Paying tribute to servicemen who risk their lives for their country is a ritual that we British take very seriously. Nationwide celebrations of the 70th anniversary of the Battle of Britain are coming to an end. Almost every week when Parliament is sitting, Prime Minister's Questions begins with a solemn tribute to the latest fatal casualties, heard in respectful silence.

The medical treatment of injured soldiers, notably at the military clinic in Selly Oak hospital, has improved dramatically in recent years, so that men are now being returned to civilian life after treatment for injuries that would certainly have been fatal in previous conflicts.

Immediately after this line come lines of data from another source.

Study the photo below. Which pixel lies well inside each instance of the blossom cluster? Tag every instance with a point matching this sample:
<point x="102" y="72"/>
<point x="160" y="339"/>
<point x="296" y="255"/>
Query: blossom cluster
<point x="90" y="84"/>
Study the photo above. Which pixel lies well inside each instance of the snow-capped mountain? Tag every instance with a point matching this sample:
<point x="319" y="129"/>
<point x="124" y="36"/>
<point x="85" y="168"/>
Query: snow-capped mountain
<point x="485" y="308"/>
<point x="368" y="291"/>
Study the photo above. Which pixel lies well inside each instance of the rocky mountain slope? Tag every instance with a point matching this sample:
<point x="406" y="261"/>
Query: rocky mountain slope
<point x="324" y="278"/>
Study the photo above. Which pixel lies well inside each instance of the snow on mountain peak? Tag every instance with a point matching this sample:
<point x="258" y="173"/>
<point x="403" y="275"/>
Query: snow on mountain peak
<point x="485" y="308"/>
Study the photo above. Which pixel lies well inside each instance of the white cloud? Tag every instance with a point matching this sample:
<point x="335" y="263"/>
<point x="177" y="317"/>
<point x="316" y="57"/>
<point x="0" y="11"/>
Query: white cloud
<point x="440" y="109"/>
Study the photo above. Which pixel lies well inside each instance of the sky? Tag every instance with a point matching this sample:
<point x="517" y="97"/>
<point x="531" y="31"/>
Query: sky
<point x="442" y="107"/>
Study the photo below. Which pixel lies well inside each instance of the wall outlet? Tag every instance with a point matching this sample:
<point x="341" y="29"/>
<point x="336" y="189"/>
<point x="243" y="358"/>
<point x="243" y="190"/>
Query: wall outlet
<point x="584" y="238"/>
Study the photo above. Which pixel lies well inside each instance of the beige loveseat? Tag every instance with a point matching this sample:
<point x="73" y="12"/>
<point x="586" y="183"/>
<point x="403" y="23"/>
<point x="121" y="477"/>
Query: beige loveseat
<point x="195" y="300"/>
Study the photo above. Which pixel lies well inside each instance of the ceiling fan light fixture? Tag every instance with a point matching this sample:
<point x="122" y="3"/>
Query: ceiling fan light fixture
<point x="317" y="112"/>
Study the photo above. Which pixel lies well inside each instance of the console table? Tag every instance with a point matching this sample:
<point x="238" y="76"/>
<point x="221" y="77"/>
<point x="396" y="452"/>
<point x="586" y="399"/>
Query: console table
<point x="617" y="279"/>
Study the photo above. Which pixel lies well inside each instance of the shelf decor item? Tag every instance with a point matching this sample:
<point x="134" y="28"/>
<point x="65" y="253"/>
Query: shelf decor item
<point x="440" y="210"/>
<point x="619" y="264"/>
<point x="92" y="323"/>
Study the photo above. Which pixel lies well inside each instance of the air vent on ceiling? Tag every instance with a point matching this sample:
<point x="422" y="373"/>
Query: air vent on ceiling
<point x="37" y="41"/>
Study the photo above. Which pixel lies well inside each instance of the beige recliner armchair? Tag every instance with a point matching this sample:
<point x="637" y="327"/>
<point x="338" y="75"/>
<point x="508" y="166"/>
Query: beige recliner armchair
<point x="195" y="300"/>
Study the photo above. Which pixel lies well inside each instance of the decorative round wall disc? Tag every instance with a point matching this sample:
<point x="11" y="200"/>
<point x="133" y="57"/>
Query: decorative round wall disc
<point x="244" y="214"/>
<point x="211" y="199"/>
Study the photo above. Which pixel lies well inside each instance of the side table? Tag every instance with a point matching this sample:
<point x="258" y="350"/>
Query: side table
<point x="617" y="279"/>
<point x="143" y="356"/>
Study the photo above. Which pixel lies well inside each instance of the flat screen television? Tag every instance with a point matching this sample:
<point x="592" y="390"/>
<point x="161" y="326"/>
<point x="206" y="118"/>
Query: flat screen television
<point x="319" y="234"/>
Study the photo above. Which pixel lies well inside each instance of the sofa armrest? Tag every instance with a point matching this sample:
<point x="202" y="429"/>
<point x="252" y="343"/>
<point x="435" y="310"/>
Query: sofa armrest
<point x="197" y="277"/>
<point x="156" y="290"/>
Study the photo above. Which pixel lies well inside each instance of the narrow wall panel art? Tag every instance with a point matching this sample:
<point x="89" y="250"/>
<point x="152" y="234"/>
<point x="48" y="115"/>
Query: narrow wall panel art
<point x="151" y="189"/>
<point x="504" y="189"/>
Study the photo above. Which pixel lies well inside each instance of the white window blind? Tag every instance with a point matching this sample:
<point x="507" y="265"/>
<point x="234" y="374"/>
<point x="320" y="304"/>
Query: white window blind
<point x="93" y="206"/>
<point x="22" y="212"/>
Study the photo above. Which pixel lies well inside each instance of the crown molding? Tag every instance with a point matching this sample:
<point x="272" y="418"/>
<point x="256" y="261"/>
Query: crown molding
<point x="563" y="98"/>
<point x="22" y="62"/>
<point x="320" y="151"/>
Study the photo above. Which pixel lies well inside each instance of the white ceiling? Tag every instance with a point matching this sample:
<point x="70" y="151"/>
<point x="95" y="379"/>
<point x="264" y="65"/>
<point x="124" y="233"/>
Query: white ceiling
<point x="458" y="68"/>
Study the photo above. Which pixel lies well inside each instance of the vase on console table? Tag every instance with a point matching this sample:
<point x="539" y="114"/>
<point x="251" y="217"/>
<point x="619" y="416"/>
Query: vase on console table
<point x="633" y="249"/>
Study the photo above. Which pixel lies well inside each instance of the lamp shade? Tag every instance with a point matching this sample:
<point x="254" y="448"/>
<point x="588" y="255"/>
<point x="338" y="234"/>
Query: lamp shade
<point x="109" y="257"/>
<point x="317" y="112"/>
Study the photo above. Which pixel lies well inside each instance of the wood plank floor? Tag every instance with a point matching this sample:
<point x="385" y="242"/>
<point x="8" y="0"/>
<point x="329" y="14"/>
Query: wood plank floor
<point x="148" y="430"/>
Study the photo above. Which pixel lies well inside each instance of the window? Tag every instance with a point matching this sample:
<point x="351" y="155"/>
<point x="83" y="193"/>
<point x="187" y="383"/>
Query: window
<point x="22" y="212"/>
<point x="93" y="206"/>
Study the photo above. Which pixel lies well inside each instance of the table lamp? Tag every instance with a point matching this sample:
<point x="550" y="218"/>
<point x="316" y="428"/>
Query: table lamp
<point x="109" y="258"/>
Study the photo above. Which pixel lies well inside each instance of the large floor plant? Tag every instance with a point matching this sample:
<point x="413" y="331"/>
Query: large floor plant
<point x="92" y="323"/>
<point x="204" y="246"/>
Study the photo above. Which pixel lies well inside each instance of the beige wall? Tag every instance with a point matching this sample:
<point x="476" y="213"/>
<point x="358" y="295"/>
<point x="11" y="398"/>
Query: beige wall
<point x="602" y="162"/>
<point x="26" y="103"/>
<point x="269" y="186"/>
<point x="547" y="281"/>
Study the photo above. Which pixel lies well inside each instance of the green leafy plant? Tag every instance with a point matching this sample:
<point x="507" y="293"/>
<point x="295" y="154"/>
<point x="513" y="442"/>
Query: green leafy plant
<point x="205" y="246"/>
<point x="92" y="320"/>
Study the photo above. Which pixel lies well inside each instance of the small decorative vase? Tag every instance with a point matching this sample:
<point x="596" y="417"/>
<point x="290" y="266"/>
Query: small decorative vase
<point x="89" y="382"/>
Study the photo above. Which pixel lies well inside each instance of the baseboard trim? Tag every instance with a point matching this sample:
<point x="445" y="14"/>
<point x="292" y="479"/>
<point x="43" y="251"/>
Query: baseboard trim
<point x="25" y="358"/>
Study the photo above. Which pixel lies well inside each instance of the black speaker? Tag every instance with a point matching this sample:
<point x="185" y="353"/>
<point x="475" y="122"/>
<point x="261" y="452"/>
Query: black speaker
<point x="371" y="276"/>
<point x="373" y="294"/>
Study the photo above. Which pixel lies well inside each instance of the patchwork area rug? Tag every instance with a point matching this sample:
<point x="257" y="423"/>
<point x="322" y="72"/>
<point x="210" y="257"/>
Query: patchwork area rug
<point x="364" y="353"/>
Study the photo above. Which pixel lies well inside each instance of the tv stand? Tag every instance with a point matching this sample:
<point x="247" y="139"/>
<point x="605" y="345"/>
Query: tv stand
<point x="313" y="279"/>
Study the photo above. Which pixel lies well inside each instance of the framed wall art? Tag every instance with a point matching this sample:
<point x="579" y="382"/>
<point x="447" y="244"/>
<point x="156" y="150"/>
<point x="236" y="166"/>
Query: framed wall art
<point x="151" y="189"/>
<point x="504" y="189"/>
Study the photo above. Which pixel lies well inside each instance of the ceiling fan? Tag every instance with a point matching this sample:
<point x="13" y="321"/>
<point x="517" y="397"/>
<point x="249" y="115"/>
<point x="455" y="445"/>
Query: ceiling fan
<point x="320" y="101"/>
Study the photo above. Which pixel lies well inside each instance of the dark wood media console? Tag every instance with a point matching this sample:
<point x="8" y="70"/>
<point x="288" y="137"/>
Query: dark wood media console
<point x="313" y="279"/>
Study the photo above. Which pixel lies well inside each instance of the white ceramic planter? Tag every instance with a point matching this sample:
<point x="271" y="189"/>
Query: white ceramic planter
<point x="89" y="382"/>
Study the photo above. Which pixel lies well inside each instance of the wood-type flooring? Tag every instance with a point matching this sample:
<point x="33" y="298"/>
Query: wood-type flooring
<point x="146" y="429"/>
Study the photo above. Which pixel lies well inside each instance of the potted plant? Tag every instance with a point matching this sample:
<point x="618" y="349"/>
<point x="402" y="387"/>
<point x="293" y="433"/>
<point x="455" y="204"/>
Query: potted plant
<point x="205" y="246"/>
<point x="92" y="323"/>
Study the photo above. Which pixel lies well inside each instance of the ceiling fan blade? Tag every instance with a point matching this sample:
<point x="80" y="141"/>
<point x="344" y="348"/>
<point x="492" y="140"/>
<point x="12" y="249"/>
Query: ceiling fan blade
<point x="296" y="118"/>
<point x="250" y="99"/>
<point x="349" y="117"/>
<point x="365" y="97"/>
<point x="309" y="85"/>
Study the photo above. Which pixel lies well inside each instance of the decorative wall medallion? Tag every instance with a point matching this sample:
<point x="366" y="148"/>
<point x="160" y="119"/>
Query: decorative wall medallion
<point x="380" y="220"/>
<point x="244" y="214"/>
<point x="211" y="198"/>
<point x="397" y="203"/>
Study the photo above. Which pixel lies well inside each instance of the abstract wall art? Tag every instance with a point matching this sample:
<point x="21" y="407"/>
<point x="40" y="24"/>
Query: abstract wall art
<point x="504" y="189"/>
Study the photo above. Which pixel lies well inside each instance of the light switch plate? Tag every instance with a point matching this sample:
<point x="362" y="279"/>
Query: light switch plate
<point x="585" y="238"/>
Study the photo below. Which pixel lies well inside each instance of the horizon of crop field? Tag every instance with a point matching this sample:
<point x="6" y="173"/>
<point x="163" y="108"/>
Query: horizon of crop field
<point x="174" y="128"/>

But there is an aspect of our attitude to war veterans that does us no credit as a nation. It is our treatment of those who come back without visible injuries, but who have witnessed such horrors that they find insuperable difficulties in re-adjusting to civilian life.

These psychological injuries are lasting. The symptoms may not show themselves for years. The charity Combat Stress, which launched a £30m fundraising appeal earlier this year, calculates that on average it takes a soldier 14 years from leaving the Army to stepping forward to seek help – if they seek help at all.

Some leave it too long. Our report today reveals that ex-veterans make up the biggest single professional group in prison. These men, who are mostly ex-army, are generally way above the average age of men who commit serious offences. More than half are over 45. Nearly a third are over 55, when less than a tenth of the prison population overall is over 50. When an ex-serviceman goes to prison, it is likely to be for something more serious than mere dishonesty. The crimes that veterans who have turned criminal typically commit are not theft, burglary or fraud. Two out of three committed sexual, violent, or drugs related crimes.

Given the scale and length of the wars in Afghanistan and Iraq, this is a problem that will be with us for many more years, long after the last British soldier has left Helmand Province.

It is incumbent on our political leaders to ensure that the Army and health service do more to provide psychological support for members of our forces who have returned to Civvy Street. And as a society we need to show greater awareness that the wounds of war are often hidden from view.